Posterior or Posterior probability

The posterior is the probability of the parameters (in our case) after considering the data.
According to Bayes Rule, the joint probability of data and parameters, given the model:
joint = posterior * evidence = likelihood * prior
P(p,D|M) = P(p|D,M) * P(D|M) = P(D|p,M) * P(p|M)
Where P is probability, p is parameters, D is Data and M is Model.
As the integral of the posterior over the parameter space must be 1.0, to be a proper probability, the evidence acts as a normalizing constant of the prior * likelihood.

Evidence

The integral of the prior * likelihood over the parameter space. It provides the evidence the data carry for the model. I.e. it tells us how probable the model is given the data.

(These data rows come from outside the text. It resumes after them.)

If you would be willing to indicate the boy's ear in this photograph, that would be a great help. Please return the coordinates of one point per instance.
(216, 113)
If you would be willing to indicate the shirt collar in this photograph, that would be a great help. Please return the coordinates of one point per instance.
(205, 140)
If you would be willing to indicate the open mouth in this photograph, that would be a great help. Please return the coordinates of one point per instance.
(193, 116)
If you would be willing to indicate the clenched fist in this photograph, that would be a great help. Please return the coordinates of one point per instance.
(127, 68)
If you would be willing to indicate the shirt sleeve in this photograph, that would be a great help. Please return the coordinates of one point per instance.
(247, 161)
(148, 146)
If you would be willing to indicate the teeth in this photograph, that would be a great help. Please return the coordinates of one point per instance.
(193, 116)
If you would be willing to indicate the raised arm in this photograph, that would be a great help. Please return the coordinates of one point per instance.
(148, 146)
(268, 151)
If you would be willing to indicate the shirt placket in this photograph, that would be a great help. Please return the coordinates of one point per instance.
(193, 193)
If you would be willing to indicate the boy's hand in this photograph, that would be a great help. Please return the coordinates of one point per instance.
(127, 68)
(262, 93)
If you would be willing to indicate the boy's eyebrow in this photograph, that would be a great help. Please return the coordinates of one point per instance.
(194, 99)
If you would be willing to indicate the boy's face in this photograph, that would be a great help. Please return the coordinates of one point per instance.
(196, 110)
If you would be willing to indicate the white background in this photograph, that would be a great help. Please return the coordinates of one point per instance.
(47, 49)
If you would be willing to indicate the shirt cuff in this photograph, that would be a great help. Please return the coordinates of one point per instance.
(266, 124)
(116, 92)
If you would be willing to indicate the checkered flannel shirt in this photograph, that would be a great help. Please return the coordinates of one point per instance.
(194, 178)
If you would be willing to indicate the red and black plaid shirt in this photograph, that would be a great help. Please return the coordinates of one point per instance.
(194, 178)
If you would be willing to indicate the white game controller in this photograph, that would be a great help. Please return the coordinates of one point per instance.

Technically seen there is another application of Bayes Rule needed to get from p(D|M) to p(M|D): P(M|D) ~ P(M) * P(D|M) If we can ignore the priors on the models (all being the same) then the probability of the data given the model, P(D|M) id proportional to the probability of the model given the data, p(M|D).

Because of the proportionality, the number itself does not say anything. It can be compared to evidences obtained for other models fitted to the same data.

In practice the log of the evidences is calculated, as these numbers can be very extreme (large or small). If the 10log evidences of 2 models, A and B, differ by a number f, then probability for model A is 10^f times larger than that of model B. P(A)/P(B) = 10^f.

Information

The log of the ratio the space available to the parameters under the prior probability to the space under the posterior probability.